Çok kötü sesli bir müezzin vardı. Halkının çoğu müslüman olmayan bir ülkede ezan okumaya başladı. Orada bulunan müslümanlar,
”Bu çirkin sesinle ezan okuma. İnsanlar arasında kargaşaya sebep olursun. İslâm dinine de zarar verirsin” dediler.
Müezzin aldırış etmedi, çirkin sesiyle ezan okumaya devam etti. Bir gün elinde bir kat elbise, mum ve helva gibi hediyelerle birlikte kâfirin biri çıkageldi.

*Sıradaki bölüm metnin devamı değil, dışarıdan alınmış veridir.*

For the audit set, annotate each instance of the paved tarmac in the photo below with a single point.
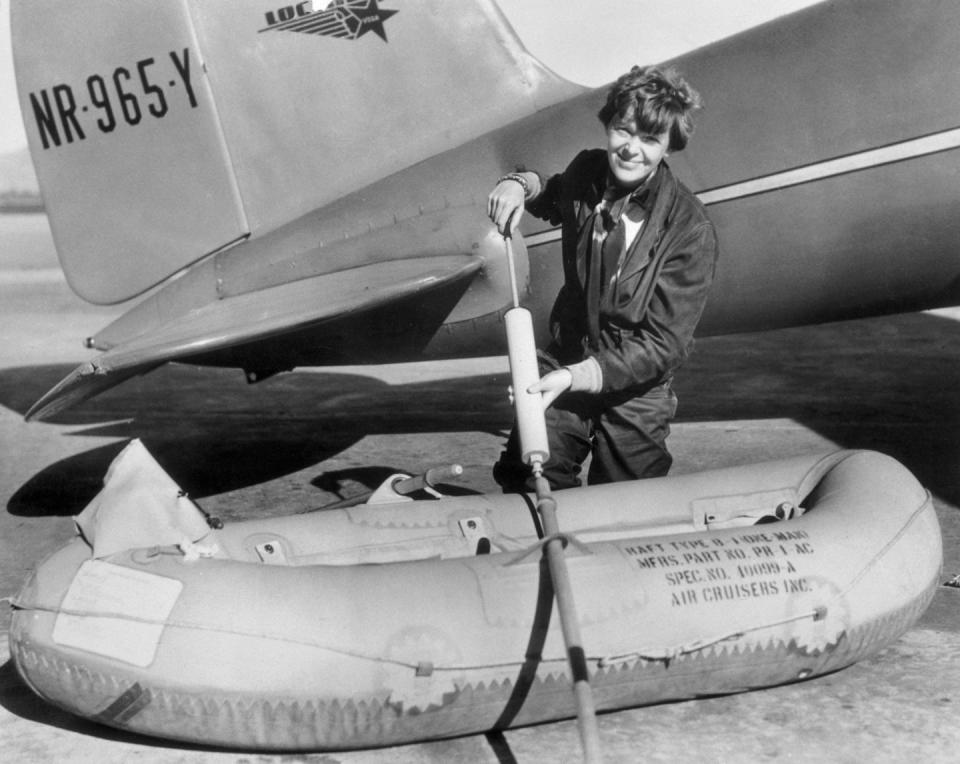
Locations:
(309, 437)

”Nerede o ezan okuyan ve sesiyle bana huzur veren müezzin? Hediyelerimi takdim edeyim” dedi. Müslümanlar şaşırdı: ”Kendine gel. O çirkin ses insana nasıl huzur verir?”
dediler. Bunun üzerine kâfir anlatmaya başladı:
Benim çok güzel ve akıllı bir kızım var. Müslüman olmayı kafasına koymuştu. Ne kadar öğüt verdiysem kararından vazgeçiremedim. Geçenlerde bu müezzinin ezan okumasını işitince çevresindekilere sormuş:
”Bu ne kadar kötü bir ses. Bu nedir?” Kız kardeşi,
”Bu ses ezan sesidir. Müslümanlar bu sesle ibadet için toplanırlar” demiş. Kızım kardeşine inanmamış. Birkaç kişiye daha sormuş. Herkes aynı şekilde söyleyince içindeki iman sarsıldı. Müslümanlık’tan soğudu. Ben de, kızımın müslüman olma endişesinden kurtuldum. Beni huzura kavuşturan müezzine, bu hediyeleri getirdim.
***
Gerçekten de ezanı sesiyle güzelleştiren müezzin, dinleyenleri başka bir âleme götürür. Bizi bizden alır. Gündelik hayatın kargaşasından uzaklaştırır. Ruhumuza mânevî âlemin ateşini düşürür.
Sonradan müslüman olan birçok insan, ezan sesinden etkilenerek müslüman olduklarını ifade etmişlerdir. Bu husus bile, ezanın güzel sesle okunmasının önemini ortaya koyar.